The older adult’s death excess from March to August in 2020 was 54337 and 54411 deaths compared to 2018 and 2019, respectively. The older adults’ death represented 70.2%, 71.8% and 73.1% of the total deaths from March to August in 2018, 2019 and 2020, respectively. Furthermore, the excess of deaths in this group during 2020 was 802(13%) in March, 3426(59%) in April, 12121(196%) in May, 12795(191%) in June, 13559(193%) in July and 11672(168%) in August(Figure 1).
The results showed that there was an increase in older adults’ mortality during the COVID-19 pandemic period compared to previous years. We have estimated a death excess of 139.7% regardless of the cause of death reported. However, deaths attributed to COVID-19 in this age group represented only one-fifth of deaths registered in older adults’ during this period(2). This circumstance would explain the approach to other possible causes that justify this excess of death.
Physiological changes associated with aging, a decrease in immune system response, the presence of disability, chronic diseases and polypharmacy are characteristic conditions of frail older adults. Thus, they require periodic control of their chronic diseases, to receive their medication and prevent complications(7). However, in Peru, due to the state of emergency, the health services restricted their attention only to emergencies, suspending the outpatient consulting service. Consequently, complications of uncontrolled chronic diseases could be one of the leading causes of this mortality increase in older adults.

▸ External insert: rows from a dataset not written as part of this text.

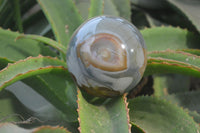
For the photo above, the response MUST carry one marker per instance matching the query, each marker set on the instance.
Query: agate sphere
(107, 56)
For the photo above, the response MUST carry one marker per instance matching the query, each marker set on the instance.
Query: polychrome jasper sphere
(107, 56)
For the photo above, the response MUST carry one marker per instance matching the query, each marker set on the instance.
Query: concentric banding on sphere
(107, 56)
(103, 51)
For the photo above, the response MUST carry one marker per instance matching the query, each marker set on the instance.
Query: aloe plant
(37, 93)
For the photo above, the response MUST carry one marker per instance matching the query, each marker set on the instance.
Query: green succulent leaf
(63, 17)
(165, 84)
(8, 128)
(15, 50)
(190, 9)
(124, 8)
(12, 110)
(170, 61)
(29, 67)
(110, 8)
(44, 65)
(163, 38)
(155, 116)
(19, 26)
(107, 118)
(96, 8)
(49, 129)
(189, 100)
(195, 116)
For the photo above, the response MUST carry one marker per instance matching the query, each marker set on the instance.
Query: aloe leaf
(158, 116)
(12, 110)
(149, 4)
(29, 67)
(170, 61)
(62, 16)
(20, 49)
(37, 24)
(45, 40)
(190, 9)
(163, 38)
(49, 129)
(183, 57)
(188, 100)
(96, 8)
(195, 115)
(191, 51)
(124, 8)
(41, 65)
(107, 118)
(110, 8)
(165, 84)
(18, 15)
(4, 62)
(163, 66)
(136, 129)
(8, 128)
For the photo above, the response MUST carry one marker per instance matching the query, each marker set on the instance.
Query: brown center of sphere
(103, 51)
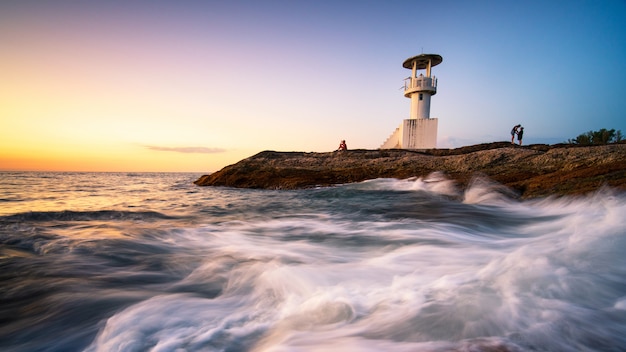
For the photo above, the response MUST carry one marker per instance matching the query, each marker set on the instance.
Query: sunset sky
(197, 85)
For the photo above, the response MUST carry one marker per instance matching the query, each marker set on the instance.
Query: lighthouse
(419, 131)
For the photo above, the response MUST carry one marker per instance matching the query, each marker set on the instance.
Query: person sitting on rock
(514, 132)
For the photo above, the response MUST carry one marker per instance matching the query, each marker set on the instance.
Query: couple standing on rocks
(519, 131)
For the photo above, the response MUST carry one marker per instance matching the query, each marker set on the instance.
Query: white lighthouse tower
(419, 131)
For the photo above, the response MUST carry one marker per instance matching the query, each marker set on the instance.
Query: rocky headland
(531, 171)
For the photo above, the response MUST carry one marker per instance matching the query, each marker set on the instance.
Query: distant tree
(602, 136)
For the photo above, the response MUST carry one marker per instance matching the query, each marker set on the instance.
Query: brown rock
(533, 171)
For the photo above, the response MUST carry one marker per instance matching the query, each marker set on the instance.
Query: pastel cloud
(199, 150)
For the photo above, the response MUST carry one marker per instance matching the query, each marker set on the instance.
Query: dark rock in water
(533, 171)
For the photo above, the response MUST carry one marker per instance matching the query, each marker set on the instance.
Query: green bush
(602, 136)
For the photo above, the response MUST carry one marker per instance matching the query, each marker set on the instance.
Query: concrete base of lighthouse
(413, 134)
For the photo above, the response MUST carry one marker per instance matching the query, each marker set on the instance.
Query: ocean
(151, 262)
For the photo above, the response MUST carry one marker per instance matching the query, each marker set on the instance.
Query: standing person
(514, 132)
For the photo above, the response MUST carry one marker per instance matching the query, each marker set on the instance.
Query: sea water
(151, 262)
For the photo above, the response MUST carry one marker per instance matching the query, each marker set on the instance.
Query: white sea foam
(403, 265)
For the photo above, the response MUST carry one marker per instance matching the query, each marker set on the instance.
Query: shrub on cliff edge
(602, 136)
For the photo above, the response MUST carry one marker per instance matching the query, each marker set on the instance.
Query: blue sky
(197, 85)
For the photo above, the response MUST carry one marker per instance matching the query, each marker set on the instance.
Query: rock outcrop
(532, 171)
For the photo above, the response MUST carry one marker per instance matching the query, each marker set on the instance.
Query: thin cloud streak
(199, 150)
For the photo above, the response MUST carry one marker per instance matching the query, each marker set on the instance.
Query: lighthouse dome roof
(422, 61)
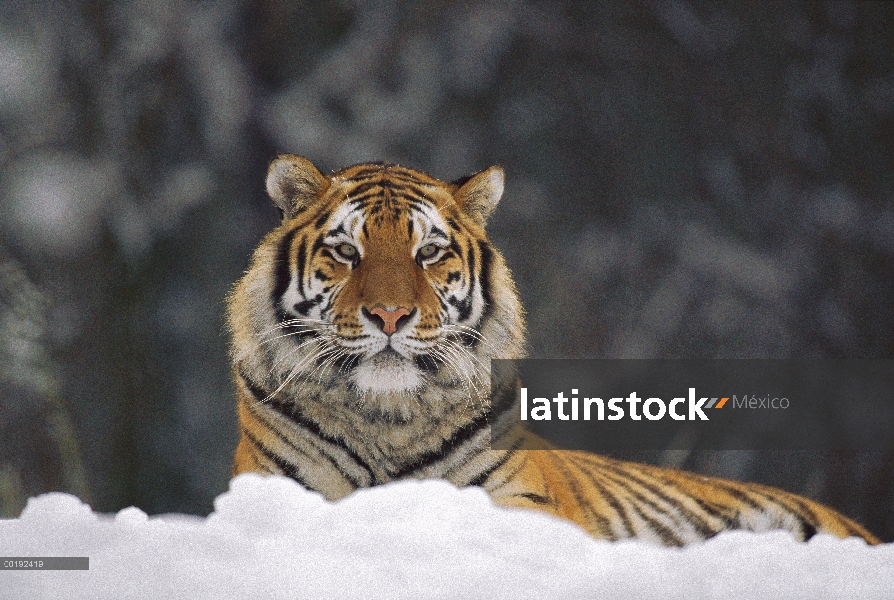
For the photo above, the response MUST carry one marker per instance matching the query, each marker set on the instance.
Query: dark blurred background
(684, 179)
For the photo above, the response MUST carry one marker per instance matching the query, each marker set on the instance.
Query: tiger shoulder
(361, 339)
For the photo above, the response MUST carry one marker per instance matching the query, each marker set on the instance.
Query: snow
(270, 538)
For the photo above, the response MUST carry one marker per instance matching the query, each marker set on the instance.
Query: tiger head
(380, 276)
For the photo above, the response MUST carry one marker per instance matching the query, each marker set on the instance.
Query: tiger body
(362, 336)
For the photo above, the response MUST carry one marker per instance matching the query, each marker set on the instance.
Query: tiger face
(383, 276)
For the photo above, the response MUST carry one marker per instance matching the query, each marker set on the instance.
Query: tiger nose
(388, 320)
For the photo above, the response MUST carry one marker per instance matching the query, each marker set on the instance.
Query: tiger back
(362, 335)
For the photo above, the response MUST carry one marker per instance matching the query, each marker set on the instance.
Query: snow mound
(270, 538)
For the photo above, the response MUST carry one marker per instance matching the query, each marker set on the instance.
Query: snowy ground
(269, 538)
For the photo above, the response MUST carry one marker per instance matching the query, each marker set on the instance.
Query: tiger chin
(362, 335)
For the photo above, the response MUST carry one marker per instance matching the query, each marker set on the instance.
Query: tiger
(361, 339)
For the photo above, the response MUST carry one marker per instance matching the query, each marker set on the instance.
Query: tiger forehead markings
(362, 335)
(387, 274)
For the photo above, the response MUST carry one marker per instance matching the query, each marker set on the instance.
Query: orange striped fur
(361, 339)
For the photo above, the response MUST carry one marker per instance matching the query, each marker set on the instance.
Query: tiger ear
(479, 194)
(294, 183)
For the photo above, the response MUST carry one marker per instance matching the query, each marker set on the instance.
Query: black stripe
(487, 259)
(282, 274)
(535, 498)
(667, 535)
(459, 437)
(286, 467)
(599, 521)
(293, 413)
(697, 521)
(482, 477)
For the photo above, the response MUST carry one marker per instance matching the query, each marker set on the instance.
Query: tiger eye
(347, 250)
(428, 251)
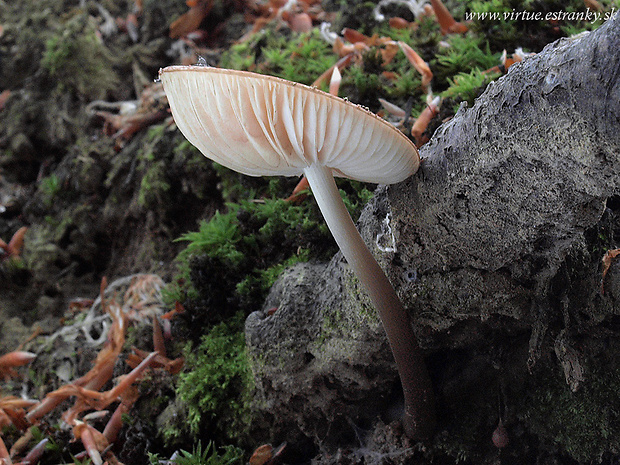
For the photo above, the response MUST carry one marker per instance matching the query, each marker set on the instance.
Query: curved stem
(419, 419)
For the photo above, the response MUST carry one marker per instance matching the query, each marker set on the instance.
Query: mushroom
(265, 126)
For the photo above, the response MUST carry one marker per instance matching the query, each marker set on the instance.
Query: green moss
(467, 86)
(49, 188)
(210, 456)
(78, 61)
(300, 57)
(584, 424)
(216, 383)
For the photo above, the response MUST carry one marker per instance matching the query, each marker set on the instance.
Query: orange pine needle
(334, 83)
(609, 256)
(5, 458)
(158, 338)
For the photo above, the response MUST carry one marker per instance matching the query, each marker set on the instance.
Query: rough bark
(494, 246)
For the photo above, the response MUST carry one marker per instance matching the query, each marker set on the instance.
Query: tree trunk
(495, 247)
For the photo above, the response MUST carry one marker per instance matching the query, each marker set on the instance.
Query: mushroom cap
(266, 126)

Similarly, health services narrowed the COVID-19 attention in this age group and given the lack of intermediate and intensive care beds, the younger population without comorbidities and a greater probability of recovery was prioritized(7). In addition, the absence of outpatient services and the health services collapse could have led to an increase in self-medication and over-medication in older adults(7). These practices could have been harmful considering their comorbidities and the necessity for more specialized attention, leading to more complications and deaths in their homes or nursing homes.

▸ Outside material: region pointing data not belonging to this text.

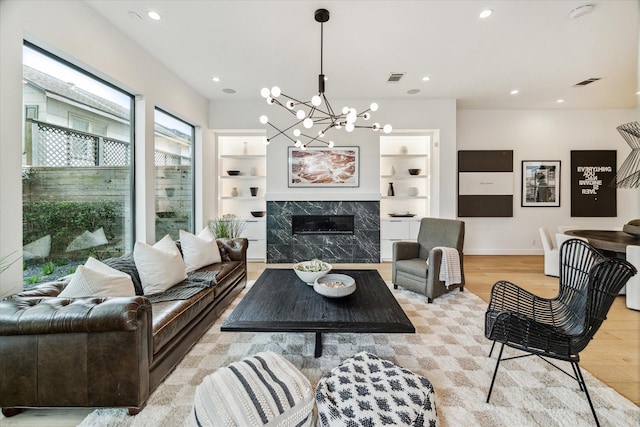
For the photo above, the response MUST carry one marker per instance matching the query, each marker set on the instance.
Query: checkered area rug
(448, 348)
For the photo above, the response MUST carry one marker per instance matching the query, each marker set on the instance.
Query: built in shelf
(405, 197)
(405, 156)
(242, 198)
(404, 176)
(243, 156)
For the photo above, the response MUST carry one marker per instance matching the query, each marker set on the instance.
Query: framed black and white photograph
(540, 183)
(324, 167)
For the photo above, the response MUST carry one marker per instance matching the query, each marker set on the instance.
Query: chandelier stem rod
(321, 46)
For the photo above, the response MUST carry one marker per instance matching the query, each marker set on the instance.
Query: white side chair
(633, 285)
(551, 259)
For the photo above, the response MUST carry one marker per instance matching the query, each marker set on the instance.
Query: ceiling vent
(588, 81)
(395, 77)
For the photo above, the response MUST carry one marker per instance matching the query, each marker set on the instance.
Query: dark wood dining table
(607, 240)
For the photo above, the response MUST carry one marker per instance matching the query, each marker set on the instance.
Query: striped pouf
(261, 389)
(367, 391)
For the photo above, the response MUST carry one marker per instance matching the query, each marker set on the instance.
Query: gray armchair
(410, 269)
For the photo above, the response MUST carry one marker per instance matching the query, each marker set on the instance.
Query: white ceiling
(532, 46)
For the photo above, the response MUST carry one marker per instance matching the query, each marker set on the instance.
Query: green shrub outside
(66, 220)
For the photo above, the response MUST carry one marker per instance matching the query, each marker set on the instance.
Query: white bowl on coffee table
(335, 285)
(309, 277)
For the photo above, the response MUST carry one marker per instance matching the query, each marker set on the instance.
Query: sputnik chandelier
(314, 113)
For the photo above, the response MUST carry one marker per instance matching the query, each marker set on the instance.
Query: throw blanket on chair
(450, 272)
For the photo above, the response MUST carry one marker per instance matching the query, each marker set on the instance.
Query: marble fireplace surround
(363, 246)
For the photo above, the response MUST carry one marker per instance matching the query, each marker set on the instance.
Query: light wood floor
(613, 356)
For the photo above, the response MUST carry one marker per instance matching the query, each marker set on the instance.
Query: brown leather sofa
(104, 352)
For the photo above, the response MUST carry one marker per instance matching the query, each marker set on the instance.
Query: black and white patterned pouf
(264, 389)
(366, 390)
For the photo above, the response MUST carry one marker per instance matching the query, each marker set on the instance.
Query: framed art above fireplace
(324, 167)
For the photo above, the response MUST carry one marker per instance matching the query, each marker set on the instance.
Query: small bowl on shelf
(632, 227)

It is necessary to improve health care services for older adults in Peru. The Peruvian health system is currently collapsed, fragmented, and under-resourced(8). Despite the increase in universal health coverage, there are only approximately 0.2 intensive care units(ICU) beds per 100 000 inhabitants(9). However, the health budget for 2019 was 2.3% of the Gross National Product and only less than half was executed(10). The national budget designated to provide home health care services for this population should be strengthened. In addition, follow-up programs for patients with chronic diseases should be prioritized to supply them with their medication and prevent complications. The COVID-19 pandemic has evidenced a lack of resources and health care services for older adults, a vulnerable population that requires more attention and effort to maintain healthy aging.
Funding: The study was self-funded.
Conflict of interests: The authors disclose no conflict of interest.